I call a stop when the sun is still hours above the horizon. The lowlands are nearer now, the snow line tantalizingly close, but I know we cannot reach it before nightfall. With the dark will come its mistress, the gnawing cold. I do not wish to be out in that again.

We sleep in a snow cave, dug with our own hands into the side of a drift. Our packs block the outer entrance, sealed with more snow. I light a candle. After a time, our bodies and the small flame warm the tiny shelter. Lia presses against me, our shared body warmth keeping us comfortable until dawn.

The next day dawns gray and damp. I smell snow on the air. I rouse Lia and drag her, grumbling, into the rising light. We are still too high for my comfort. All morning, fat, white flakes drift down, threatening, but never quite managing, to become a storm.

I finally relax when the black backs of stones begin to jut up through their covering of white. Soon I hear the crunch of gravel beneath my boots. After days of wind and the constant crackle of ice, the sound is as sweet as music. I spy the wayward trail in the distance, farther away than I thought it would be, and turn towards it.

"I am so tired," Lia grumbles, stopping to drink from her water skin. "How do you do it?"

"Do what?"

"March like that. You are so...I mean to say..."

I grin, and hold out my hand for the water. "So old, you mean?" I tease, throwing my head back and taking a long swallow.

Lia laughs. "Not so old as all that," she says. "But still, I should be keeping up. It is not as if I am a weakling. When I was a girl, I hiked often along the trails surrounding my father's summer home."

"That, I suspect, was tamer country. Groomed and wrestled into civilized submission. This is a wilder place, unforgiving and cruel. You're doing quite well, trust me."

She grins at my praise, pleasure lighting her face like a lantern. Careful now, my sister says. Even as learned as she is, and after the terrible things she has experienced, Lia is, in many ways, still a girl. Trust is one thing, but adoration is quite a different matter.

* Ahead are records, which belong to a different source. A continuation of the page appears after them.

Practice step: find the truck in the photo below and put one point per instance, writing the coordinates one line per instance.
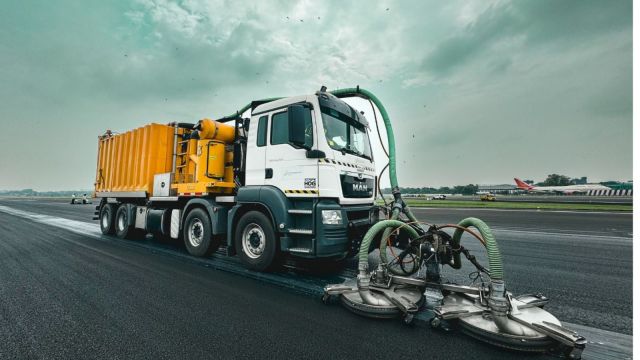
(297, 178)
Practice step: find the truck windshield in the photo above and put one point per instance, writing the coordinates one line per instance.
(345, 134)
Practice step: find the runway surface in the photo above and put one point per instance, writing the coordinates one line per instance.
(576, 199)
(72, 295)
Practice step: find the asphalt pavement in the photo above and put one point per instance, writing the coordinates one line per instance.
(67, 295)
(575, 199)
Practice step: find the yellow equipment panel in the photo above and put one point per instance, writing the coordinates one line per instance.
(127, 162)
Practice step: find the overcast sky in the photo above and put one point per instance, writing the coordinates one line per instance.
(478, 91)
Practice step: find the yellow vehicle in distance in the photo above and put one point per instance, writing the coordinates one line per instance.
(488, 197)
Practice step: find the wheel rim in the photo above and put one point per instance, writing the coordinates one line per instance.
(196, 233)
(105, 220)
(253, 240)
(122, 220)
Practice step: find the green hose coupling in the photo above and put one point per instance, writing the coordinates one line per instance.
(363, 255)
(493, 252)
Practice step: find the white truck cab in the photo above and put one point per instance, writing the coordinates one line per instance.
(309, 167)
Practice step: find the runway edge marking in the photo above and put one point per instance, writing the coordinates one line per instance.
(603, 344)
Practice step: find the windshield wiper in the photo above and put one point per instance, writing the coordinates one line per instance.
(349, 150)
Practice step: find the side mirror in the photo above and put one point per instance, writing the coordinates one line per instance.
(297, 116)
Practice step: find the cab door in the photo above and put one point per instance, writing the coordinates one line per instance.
(287, 166)
(256, 150)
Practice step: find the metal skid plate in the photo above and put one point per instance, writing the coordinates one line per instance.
(352, 301)
(476, 321)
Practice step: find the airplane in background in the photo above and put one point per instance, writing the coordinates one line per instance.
(568, 189)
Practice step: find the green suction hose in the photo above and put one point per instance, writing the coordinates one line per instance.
(363, 255)
(493, 252)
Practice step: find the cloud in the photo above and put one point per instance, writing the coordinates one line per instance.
(526, 24)
(534, 79)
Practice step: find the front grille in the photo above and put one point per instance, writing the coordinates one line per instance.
(357, 214)
(338, 234)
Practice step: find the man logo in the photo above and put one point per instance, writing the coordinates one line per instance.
(360, 187)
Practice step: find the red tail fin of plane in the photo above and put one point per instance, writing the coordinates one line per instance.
(522, 185)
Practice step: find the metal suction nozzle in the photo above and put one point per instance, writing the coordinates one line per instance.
(518, 323)
(380, 295)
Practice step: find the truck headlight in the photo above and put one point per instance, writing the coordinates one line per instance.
(331, 217)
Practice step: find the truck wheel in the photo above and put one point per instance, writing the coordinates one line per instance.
(198, 238)
(107, 225)
(123, 229)
(256, 242)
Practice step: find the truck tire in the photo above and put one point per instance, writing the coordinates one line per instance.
(122, 227)
(256, 242)
(198, 238)
(107, 224)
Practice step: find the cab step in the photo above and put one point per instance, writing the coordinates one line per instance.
(300, 250)
(301, 231)
(300, 211)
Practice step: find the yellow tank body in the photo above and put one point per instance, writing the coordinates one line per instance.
(127, 162)
(214, 130)
(211, 160)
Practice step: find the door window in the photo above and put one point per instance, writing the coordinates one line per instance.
(280, 129)
(262, 131)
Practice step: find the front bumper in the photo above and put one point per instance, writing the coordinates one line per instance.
(343, 240)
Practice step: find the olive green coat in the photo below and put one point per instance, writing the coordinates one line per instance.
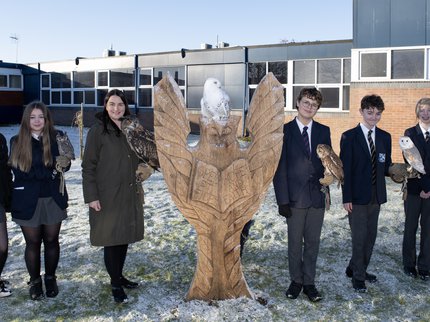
(109, 175)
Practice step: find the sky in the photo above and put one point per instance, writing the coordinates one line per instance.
(51, 30)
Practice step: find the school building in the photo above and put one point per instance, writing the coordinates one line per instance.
(388, 56)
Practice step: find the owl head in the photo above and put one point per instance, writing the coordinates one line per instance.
(129, 123)
(406, 143)
(323, 150)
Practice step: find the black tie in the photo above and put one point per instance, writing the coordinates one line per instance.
(373, 156)
(306, 141)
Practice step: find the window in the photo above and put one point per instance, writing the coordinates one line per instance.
(256, 72)
(3, 80)
(329, 71)
(373, 65)
(60, 80)
(304, 72)
(46, 81)
(407, 64)
(122, 78)
(102, 78)
(145, 77)
(279, 70)
(178, 74)
(83, 80)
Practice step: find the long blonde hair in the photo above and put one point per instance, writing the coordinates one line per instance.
(21, 151)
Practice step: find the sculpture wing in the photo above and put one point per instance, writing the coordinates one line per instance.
(265, 122)
(172, 128)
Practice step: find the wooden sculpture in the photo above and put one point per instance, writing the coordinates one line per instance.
(217, 184)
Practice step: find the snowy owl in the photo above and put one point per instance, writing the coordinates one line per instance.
(215, 101)
(411, 154)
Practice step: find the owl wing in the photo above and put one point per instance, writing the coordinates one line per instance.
(65, 147)
(413, 157)
(142, 142)
(265, 122)
(171, 131)
(335, 166)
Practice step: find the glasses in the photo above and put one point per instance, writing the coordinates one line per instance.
(308, 104)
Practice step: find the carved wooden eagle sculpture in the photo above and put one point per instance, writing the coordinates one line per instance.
(218, 185)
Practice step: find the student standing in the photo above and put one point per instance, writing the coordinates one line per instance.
(298, 192)
(110, 189)
(38, 206)
(5, 194)
(366, 155)
(417, 203)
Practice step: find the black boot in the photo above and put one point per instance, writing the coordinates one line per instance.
(51, 286)
(244, 235)
(36, 290)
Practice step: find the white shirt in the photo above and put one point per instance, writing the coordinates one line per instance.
(309, 130)
(365, 133)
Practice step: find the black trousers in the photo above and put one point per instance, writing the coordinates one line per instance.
(363, 221)
(304, 232)
(417, 211)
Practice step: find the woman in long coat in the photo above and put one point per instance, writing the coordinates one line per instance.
(110, 189)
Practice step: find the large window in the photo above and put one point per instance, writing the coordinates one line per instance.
(330, 76)
(391, 64)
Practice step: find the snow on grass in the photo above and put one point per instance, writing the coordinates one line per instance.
(165, 260)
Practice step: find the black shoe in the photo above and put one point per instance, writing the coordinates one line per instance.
(36, 290)
(312, 293)
(119, 295)
(127, 283)
(369, 277)
(410, 271)
(51, 286)
(424, 275)
(293, 290)
(359, 286)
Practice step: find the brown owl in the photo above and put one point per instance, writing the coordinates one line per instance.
(333, 167)
(141, 141)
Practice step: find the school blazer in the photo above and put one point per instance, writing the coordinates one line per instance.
(415, 186)
(296, 180)
(357, 166)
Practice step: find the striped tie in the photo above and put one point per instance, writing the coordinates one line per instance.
(373, 156)
(306, 141)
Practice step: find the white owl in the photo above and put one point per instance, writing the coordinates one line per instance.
(215, 101)
(411, 154)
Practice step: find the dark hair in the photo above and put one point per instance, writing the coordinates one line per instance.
(105, 116)
(372, 101)
(312, 93)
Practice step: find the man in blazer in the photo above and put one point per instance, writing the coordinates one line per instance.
(366, 155)
(417, 203)
(298, 192)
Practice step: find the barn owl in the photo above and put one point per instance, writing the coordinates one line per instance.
(333, 167)
(215, 101)
(411, 154)
(141, 141)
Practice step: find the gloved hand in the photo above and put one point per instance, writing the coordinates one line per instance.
(62, 162)
(285, 210)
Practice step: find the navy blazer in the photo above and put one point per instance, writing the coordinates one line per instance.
(39, 182)
(296, 180)
(357, 166)
(415, 186)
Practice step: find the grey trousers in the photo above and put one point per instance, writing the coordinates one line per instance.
(363, 221)
(304, 231)
(417, 210)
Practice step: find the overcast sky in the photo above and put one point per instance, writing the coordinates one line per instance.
(49, 30)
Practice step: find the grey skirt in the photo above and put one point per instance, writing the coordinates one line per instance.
(2, 214)
(47, 213)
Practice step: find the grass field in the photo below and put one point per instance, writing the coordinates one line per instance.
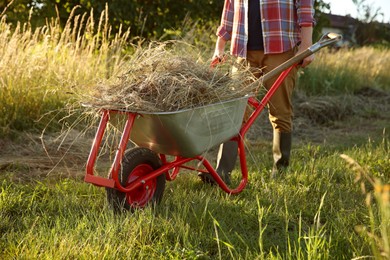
(324, 207)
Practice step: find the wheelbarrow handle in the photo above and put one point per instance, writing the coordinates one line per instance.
(326, 40)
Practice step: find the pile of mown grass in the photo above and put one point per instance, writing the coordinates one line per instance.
(159, 78)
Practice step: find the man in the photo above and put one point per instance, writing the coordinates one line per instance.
(263, 35)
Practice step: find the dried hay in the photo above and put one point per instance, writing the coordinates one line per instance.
(160, 78)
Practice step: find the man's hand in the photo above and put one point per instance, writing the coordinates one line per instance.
(218, 55)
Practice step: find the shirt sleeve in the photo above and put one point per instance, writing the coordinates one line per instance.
(226, 27)
(305, 12)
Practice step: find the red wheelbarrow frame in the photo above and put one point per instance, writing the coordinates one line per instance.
(179, 162)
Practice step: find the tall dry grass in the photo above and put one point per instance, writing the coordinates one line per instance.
(346, 70)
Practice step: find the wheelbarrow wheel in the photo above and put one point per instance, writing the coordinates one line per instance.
(136, 163)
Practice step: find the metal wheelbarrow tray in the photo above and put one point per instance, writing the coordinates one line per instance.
(189, 132)
(137, 176)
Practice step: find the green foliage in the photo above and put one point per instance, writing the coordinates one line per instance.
(312, 212)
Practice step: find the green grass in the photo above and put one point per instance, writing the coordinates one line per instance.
(312, 212)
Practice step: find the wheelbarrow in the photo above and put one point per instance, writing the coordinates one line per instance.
(166, 142)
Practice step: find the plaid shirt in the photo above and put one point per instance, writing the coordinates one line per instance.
(280, 19)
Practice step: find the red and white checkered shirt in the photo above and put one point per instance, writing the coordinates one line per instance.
(280, 19)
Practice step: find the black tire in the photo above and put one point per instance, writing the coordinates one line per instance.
(137, 162)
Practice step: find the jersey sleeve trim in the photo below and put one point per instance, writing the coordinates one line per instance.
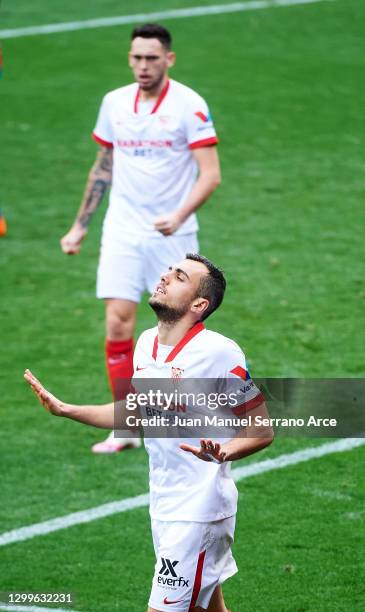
(207, 142)
(247, 406)
(99, 140)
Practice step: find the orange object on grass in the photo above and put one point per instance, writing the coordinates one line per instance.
(3, 226)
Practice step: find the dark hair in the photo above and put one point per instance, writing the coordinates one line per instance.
(212, 286)
(153, 30)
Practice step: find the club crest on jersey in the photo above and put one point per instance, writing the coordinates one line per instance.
(203, 117)
(241, 372)
(176, 373)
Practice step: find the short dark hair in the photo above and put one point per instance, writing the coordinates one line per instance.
(153, 30)
(212, 286)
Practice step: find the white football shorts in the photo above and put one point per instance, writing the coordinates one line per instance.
(134, 265)
(191, 560)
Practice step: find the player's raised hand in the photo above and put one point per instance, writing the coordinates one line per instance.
(49, 401)
(168, 224)
(71, 242)
(208, 451)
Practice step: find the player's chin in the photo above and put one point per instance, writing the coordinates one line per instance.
(155, 298)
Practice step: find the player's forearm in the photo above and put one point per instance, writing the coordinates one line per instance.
(102, 415)
(206, 183)
(239, 447)
(99, 180)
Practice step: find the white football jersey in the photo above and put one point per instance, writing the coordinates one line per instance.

I think about our night in the cave, bodies pressed together, hungry mouths drinking in deep kisses. Think about Lia kneeling before me, no blushing, tentative virgin but rather a skilled and confident lover, giving and receiving pleasure without shame or hesitation, and wonder if my sister has the right of it. The memory evokes a tingling deep inside, a primal, animal passion I have not felt for a long, long time.

I hand Lia her water skin, holding onto it for a moment to prolong the contact of our gloved hands. She smiles at me, and I can tell she feels it, too.

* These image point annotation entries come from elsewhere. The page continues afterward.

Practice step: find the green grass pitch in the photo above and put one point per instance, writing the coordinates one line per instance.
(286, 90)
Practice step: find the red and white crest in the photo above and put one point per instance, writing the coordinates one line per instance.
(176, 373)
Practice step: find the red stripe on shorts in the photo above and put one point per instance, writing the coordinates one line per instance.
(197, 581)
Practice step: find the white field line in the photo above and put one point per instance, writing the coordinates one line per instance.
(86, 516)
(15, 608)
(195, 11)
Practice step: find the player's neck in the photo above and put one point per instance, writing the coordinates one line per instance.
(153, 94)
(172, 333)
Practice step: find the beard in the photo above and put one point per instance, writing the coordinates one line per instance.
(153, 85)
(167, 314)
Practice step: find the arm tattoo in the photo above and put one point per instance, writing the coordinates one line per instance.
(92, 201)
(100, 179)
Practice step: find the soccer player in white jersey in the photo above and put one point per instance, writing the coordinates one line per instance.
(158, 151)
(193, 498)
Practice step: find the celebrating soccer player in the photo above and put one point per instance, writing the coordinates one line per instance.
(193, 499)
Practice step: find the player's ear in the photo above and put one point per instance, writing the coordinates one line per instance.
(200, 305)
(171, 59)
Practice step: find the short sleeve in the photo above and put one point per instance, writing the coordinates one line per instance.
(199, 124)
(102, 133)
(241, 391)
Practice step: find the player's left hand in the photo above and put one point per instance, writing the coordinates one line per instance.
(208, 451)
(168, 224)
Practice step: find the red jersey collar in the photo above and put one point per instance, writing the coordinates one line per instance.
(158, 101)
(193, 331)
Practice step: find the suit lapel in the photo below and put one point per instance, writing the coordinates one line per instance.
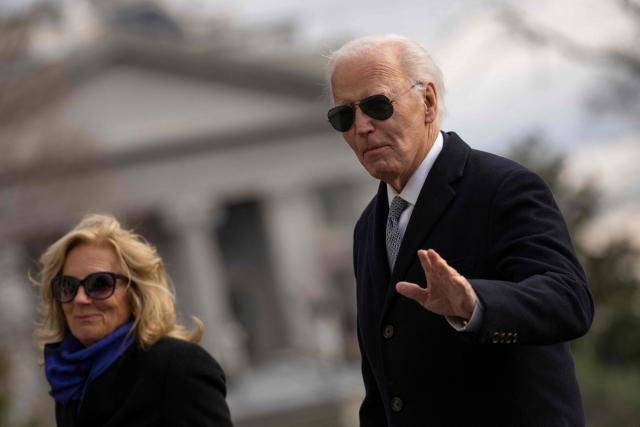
(378, 260)
(435, 196)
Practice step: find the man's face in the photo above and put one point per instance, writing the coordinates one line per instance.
(392, 149)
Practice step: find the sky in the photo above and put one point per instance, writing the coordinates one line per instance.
(498, 87)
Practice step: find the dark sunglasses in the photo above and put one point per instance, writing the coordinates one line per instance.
(377, 107)
(97, 286)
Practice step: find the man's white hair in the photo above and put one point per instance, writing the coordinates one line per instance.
(415, 61)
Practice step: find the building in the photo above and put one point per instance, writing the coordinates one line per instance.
(221, 157)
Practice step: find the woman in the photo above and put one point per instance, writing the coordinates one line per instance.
(114, 354)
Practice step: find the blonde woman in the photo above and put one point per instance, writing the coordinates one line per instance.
(114, 354)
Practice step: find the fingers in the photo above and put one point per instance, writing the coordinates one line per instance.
(413, 291)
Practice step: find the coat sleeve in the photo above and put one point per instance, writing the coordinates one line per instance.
(371, 410)
(539, 293)
(196, 390)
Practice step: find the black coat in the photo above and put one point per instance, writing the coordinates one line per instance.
(175, 383)
(498, 225)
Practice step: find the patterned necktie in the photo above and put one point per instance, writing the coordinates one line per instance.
(394, 236)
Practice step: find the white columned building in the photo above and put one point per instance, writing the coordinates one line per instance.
(201, 283)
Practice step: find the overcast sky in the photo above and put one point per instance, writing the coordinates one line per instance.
(498, 87)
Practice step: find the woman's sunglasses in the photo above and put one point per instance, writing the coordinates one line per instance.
(97, 286)
(377, 107)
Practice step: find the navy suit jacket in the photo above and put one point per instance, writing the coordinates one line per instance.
(498, 225)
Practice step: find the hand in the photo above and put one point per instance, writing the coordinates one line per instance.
(448, 293)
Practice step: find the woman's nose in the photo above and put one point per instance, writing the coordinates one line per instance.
(81, 296)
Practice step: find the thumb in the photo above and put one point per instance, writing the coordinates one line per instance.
(412, 291)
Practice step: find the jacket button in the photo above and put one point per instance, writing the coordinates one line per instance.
(396, 404)
(388, 331)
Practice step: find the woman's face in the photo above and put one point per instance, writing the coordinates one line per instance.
(90, 320)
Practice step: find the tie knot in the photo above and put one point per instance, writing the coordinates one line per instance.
(398, 205)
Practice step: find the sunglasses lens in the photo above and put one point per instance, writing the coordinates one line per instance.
(100, 285)
(64, 288)
(341, 117)
(377, 107)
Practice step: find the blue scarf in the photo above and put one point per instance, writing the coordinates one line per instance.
(70, 366)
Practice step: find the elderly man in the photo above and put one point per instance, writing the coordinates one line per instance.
(468, 287)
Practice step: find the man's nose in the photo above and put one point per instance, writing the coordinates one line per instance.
(362, 122)
(81, 296)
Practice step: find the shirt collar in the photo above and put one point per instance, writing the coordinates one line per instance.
(412, 189)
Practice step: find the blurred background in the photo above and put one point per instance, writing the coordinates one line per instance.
(201, 124)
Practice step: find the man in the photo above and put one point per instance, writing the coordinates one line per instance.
(468, 287)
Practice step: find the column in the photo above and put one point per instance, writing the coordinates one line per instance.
(291, 220)
(25, 380)
(199, 280)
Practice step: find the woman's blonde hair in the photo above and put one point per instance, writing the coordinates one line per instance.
(151, 294)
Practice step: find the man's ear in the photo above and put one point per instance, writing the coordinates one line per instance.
(430, 103)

Somewhere below, a ringing note sounds out. I recognize the sound: an army signal, blown on an Imperial brass horn. It calls out in distress, summoning help.

Lia and I look at each other, then turn and hurry along the trail. The sound is close, perhaps little more than a mile; less than two, certainly. Before long, we hear the ghostly sound of men yelling, mixed with the chime of steel weapons. The incongruous smell of something burning reaches us, carried on the freezing wind.

Burning. The Mor.

No sooner do I think of them than I hear their weird, piping battle cries. Even though the smallest of the Mor stands a full three heads taller than a man, with chests deeper than wine barrels, their voices are reedy and thin, more like bird song played on a panpipe than proper language.

I fumble my bow from its place under my cloak and whip the string from beneath my shirt. It is dry and pliant, warm from the heat of my breast. A moment later the big horn and ash bow, Marcus's hunting bow, is strung and ready. I pull a broad-head arrow from my quiver and set it to the string.

I look at Lia; there is lightning flashing in her eyes. It is a small thing now, the barest hint of movement and light, but I know such appearances can be misleading.

We round a bend in the trail and see a column of smoke, rising from behind the next curve. Mor tracks are thick upon the ground, the wide, four-toed marks pressed inches deep into the frozen mud. There are many; too many.

Without a sound, Lia and I hurry towards the sounds of the melee.